Bevacizumab, Autologous Tumor/DC Vaccine, IL-2 and IFNα-2b in Metastatic Renal Cell Carcinoma (RCC) Patients

Metastatic Renal Cell Carcinoma Clinical Trial

Official title:

A Phase II Study of VEGF Blockade With Bevacizumab Combined With Autologous Tumor/Dendritic Cell Vaccine (DC Vaccine), Interleukin-2 (IL-2) and Interferon-α-2b (IFNα-2b) in Patients With Metastatic Renal Cell Carcinoma (RCC)

Clinical Trial Details — Status: Terminated

Administrative data

• NCT number: NCT00913913
• Other study ID #: D0708
• Secondary ID: R01CA095648
• Status: Terminated
• Phase: Phase 2
• First received: June 2, 2009
• Last updated: October 28, 2015
• Start date: February 2009
• Est. completion date: January 2013

Study information

• Verified date: February 2014
• Source: Dartmouth-Hitchcock Medical Center
• Contact: n/a
• Is FDA regulated: No
• Health authority: United States: Food and Drug Administration
• Study type: Interventional

Clinical Trial Summary

Immune therapies, such as a IL-2, for metastatic renal cell carcinoma (mRCC) are designed to mobilize immune effector cells that recognize and destroy cancer. The investigators have recently observed a 50% objective response rate (16% CR) in mRCC patients treated with autologous tumor lysate -dendritic cell (DC)-vaccine, IL-2 and interferon alfa (IFN). New agents inhibiting vascular endothelial growth factor (VEGF) pathways have demonstrated significant benefit in mRCC patients as well, but rarely induce CRs. High blood VEGF is associated with poor response to IL-2 and can cause tumor specific immune dysregulation. To test whether complementary mechanisms of immune activation and disruption of regulatory pathways enhance outcome the investigators plan to treat 24 mRCC patients in a phase II trial using bevacizumab, DC vaccine, IL-2, and IFN. Observations from this project will be used in the development of novel cancer therapies which, if successful, will decrease the burden of cancer on the public.
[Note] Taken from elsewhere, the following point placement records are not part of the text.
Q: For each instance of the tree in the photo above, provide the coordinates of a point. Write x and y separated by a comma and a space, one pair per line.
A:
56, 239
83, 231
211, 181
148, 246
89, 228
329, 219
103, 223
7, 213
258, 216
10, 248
The investigators propose to determine 1) the objective clinical response rate to treatment and progression free survival, 2) the clinical and autoimmune related toxicity profile of therapy, and 3) the treatment related tumor-specific immune response and the relationship of tumor-specific immune response and objective clinical response.

Description:

All eligible patients will receive a total of five treatment weeks, each consisting of approximately 5 days. Prior to therapy, patients will undergo apheresis for DC preparation. DC-Tumor vaccines will be frozen in 90% pooled human AB serum/ 10% DMSO to be used for treatment Patients will be dosed with bevacizumab (10mg/kg, Genentech) intravenously every two weeks beginning four weeks prior to the first vaccine. Each treatment week includes ultrasound guided intranodal DC-vaccine injection (1 X 107 cells/1mL), followed by 5 days of continuous intravenous infusion of IL-2 (18 MiU/m2, Novartis), and three subcutaneous injections of IFNa-2b (6 MiU, Schering -Plough Corp.) (every other day). The first two treatment weeks, the induction phase, will be separated by a 9 day rest. Three additional treatment weeks, the maintenance phase, will be separated by 23 rest days.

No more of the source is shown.